Cuando se cortó la línea me quedé mirando el auricular. No había tenido más remedio. Era necesario. Entonces, ¿por qué se me encogía el estómago? ¿Por qué sentía el impulso de llamar a Jean-Claude para advertirlo? ¿Era por las marcas, o iba a resultar que Richard tenía razón? ¿Estaba enamorada de Jean-Claude de alguna forma extraña y retorcida? Virgen santa, esperaba que no.

CUARENTA Y CINCO

Era noche cerrada, el día de Halloween. Larry y yo habíamos dado cuenta de dos citas y habíamos levantado un zombi cada uno. A él le quedaba uno más, y a mí, tres. Una noche de trabajo normal.

Lo que llevaba Larry no era tan normal. Bert nos había sugerido que nos pusiéramos algo que encajara con la festividad.
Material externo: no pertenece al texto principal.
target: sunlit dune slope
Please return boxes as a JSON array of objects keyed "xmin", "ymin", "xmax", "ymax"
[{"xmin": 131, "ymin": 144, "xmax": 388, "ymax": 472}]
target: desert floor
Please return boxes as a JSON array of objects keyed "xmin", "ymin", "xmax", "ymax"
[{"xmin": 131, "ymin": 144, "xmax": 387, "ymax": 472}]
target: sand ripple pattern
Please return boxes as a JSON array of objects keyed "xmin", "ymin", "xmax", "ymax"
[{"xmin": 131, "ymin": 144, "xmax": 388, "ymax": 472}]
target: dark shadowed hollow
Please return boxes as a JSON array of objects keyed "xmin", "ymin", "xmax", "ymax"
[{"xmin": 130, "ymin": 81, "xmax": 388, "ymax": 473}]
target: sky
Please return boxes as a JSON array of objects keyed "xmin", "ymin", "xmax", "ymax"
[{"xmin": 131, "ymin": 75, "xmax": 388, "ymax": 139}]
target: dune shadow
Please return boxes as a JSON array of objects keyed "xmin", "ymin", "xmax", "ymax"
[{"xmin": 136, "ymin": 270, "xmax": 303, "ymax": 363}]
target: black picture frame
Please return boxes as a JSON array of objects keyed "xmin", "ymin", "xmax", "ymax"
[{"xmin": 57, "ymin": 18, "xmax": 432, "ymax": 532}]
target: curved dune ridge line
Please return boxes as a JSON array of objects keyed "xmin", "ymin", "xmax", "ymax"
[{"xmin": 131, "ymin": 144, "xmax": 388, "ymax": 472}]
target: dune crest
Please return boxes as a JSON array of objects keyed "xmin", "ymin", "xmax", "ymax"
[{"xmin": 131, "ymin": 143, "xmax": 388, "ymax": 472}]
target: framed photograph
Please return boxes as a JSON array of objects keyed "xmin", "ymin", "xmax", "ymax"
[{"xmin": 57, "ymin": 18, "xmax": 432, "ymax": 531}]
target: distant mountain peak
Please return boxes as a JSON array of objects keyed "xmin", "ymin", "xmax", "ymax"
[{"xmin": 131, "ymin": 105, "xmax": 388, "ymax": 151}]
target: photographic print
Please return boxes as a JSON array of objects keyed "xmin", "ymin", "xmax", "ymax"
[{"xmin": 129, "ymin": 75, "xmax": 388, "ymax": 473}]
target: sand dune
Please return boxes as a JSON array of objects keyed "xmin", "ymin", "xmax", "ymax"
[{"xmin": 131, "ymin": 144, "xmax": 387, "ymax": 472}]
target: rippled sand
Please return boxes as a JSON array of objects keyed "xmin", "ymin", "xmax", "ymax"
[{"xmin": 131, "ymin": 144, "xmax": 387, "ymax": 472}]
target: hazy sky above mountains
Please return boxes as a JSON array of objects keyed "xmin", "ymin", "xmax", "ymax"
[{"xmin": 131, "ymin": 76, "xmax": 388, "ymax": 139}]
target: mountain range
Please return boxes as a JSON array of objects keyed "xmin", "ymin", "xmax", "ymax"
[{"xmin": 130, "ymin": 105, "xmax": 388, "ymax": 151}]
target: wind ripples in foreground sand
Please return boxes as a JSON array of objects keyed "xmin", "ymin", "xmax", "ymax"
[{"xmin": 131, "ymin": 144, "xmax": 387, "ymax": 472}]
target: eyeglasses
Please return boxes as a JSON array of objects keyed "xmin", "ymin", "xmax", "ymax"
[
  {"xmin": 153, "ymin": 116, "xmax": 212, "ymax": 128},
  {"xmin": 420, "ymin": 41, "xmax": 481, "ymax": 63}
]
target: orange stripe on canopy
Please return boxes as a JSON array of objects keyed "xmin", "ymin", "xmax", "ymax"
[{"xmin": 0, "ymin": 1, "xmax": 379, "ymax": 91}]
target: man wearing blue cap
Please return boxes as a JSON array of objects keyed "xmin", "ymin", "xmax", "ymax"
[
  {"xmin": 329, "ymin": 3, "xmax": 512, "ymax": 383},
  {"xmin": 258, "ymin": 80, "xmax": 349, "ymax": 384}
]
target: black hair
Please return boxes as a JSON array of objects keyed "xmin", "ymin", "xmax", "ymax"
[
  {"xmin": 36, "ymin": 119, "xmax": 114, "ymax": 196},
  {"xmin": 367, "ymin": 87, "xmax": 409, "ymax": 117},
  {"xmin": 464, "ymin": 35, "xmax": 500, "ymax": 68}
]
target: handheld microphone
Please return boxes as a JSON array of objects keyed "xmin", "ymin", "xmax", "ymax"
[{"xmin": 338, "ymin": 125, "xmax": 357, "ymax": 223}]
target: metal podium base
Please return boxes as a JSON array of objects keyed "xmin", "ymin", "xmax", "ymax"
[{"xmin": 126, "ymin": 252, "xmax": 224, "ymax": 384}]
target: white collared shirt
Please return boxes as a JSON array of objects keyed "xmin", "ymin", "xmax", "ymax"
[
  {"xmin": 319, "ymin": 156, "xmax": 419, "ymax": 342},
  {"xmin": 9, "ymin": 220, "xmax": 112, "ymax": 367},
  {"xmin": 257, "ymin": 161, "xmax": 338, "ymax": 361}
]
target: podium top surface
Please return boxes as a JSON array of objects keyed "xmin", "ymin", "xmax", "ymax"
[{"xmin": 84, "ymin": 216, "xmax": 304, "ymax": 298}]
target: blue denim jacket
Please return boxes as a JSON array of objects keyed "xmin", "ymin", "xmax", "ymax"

Yo había elegido el jersey, pero Larry llevaba un peto vaquero, una camisa blanca arremangada, un sombrero de paja y unas camperas. Cuando me quedé mirándolo, me dijo: «Soy Huckleberry Finn, ¿verdad que me pega?».

Con el pelo rojo y las pecas casi daba el pego, en efecto. Se le había manchado la camisa de sangre, pero estábamos en Halloween y mucha gente llevaba sangre falsa. Por una vez, no llamaríamos la atención.

Me sonó el busca. Miré el número, y era el de Dolph. Ya empezamos.

—¿Quién es? —preguntó Larry.

—La policía. Tenemos que buscar una cabina.

—Tenemos tiempo de sobra —dijo tras consultar el reloj del salpicadero—. ¿Paramos en el McDonald’s que hay al lado de la carretera?

—Muy bien. —Esperaba que no fuera otro asesinato; me hacía falta una noche normal y tranquila. Tenía dos frases incrustadas en el cerebro, como una musiquilla pegadiza: «Esta noche morirá Jean-Claude. Lo he traicionado yo».

No me parecía correcto matarlo sin más, a distancia y sin mojarme; no mirarlo a los ojos mientras apretaba el gatillo personalmente; negarle una oportunidad de que me matara él a mí. Ya sabéis, lo de las reglas justas. Pero a la mierda los reparos: era él o yo, ¿no?

Larry dejó el coche en el aparcamiento del McDonald’s.

—Voy a buscar una cocacola mientras haces la llamada —dijo—. ¿Quieres algo? —Sacudí la cabeza—. ¿Qué te pasa?

—Nada. Que espero que no hayan matado a nadie más.

—Dios mío, no se me había ocurrido.

Salimos del coche, y Larry se dirigió al mostrador. Yo me quedé en el vestíbulo, donde estaban las cabinas.